企画跡地
□Run after the white rabbit.
後ろには帽子をかぶった少女がいました。
「どちら様ですか」
「わたしはアリス……役のスミレです」
どうも気恥ずかしくてアリスと名乗れません。しかし全く気にしていない様子で少女は頷きました。
「私は帽子屋役のオガタです」
そうやって自分自身で名乗った後、オガタは視線を滑らせてテーブルの端を手で示しました。
「そしてあそこでやさぐれているのが芋虫のハセガワです」
「なんで! 俺が! 芋虫!?」
そう喚いた青年は半ば自棄に紫煙をくゆらせながら優雅とはかけ離れた勢いで紅茶をがぶ飲みしていました。

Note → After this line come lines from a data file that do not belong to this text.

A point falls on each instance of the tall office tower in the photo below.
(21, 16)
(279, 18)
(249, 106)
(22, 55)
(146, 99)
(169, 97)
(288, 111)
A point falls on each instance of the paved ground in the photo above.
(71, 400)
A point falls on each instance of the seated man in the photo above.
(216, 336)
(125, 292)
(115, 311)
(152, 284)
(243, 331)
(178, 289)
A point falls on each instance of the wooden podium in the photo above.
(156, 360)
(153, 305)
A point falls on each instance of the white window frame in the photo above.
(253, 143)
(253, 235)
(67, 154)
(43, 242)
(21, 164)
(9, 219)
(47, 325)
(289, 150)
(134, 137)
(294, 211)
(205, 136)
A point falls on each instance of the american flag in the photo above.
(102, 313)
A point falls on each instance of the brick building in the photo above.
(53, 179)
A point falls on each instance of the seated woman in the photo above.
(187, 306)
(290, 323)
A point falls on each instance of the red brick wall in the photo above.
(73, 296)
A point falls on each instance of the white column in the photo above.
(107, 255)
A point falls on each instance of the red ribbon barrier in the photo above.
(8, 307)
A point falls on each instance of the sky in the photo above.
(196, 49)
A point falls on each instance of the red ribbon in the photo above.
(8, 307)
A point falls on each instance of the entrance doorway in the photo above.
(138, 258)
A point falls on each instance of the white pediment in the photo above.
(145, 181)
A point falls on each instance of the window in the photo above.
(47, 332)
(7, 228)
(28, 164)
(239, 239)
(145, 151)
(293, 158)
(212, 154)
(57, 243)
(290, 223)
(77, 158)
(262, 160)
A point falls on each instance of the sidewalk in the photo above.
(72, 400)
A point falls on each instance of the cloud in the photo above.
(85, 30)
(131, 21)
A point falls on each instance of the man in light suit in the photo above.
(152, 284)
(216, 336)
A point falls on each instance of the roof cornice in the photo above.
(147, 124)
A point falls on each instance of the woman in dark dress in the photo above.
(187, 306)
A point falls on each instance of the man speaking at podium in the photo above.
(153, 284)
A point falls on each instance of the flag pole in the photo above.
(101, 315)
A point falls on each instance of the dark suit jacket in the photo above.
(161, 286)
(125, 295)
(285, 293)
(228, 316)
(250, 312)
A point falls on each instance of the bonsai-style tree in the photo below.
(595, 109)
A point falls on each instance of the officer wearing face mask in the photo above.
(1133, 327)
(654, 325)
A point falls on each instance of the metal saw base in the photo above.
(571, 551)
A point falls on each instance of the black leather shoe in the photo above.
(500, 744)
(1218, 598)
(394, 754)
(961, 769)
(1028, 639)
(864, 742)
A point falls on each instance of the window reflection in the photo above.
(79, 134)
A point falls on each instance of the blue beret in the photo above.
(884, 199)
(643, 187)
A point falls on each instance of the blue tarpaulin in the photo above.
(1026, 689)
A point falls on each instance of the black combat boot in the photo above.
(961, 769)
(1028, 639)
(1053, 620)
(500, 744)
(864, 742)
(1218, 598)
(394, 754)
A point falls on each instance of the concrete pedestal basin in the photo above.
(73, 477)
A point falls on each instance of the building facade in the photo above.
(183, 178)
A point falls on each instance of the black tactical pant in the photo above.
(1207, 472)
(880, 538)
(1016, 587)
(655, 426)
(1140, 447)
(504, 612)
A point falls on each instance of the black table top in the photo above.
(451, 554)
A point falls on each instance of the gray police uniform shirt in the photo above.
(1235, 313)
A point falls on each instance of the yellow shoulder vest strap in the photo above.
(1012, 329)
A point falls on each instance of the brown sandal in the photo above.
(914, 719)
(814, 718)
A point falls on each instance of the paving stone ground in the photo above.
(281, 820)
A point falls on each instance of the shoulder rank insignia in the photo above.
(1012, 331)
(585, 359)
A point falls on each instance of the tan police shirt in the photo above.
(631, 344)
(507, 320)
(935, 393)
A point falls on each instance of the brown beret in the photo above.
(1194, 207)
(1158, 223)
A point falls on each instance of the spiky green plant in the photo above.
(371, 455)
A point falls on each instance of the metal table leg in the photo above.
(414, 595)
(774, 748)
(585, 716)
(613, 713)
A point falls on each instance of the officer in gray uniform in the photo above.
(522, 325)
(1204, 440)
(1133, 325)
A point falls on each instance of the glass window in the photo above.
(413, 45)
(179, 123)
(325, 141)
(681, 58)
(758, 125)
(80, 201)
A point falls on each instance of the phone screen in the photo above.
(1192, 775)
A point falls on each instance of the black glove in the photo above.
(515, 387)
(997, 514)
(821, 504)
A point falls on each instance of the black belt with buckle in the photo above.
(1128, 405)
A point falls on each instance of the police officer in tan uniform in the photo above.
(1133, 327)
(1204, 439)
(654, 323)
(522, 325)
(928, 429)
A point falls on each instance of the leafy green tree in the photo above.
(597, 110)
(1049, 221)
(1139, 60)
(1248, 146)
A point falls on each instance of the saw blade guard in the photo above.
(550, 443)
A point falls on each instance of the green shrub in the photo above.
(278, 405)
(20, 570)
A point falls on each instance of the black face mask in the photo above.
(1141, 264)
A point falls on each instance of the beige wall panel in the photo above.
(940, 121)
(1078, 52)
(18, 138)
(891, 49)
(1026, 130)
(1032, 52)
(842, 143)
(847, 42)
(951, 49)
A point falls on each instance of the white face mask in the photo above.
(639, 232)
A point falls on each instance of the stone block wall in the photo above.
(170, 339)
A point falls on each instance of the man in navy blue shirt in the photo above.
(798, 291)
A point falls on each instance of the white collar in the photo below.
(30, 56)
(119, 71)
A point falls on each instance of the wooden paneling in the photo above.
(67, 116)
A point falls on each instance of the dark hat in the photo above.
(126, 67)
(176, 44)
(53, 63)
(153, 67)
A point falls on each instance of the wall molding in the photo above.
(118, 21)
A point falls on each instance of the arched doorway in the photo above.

「役決めは消去法だったんで仕方なかったんですって。余りものには福があるって言うじゃないですか」
「3月ウサギも余ってただろ!? どうしてそこで芋虫をチョイスするかな!?」
「3月ウサギと芋虫とを比べて、芋虫は外せないって思っちゃったんだから仕方ないですよ」
「仕方なくない! オガタ、紅茶! おかわり!」
「そんなに飲んだら体壊します」
場末のスナックでやけ酒煽ってる客とママみたいな光景に、もはやどう口を挟んでいいのかわかりません。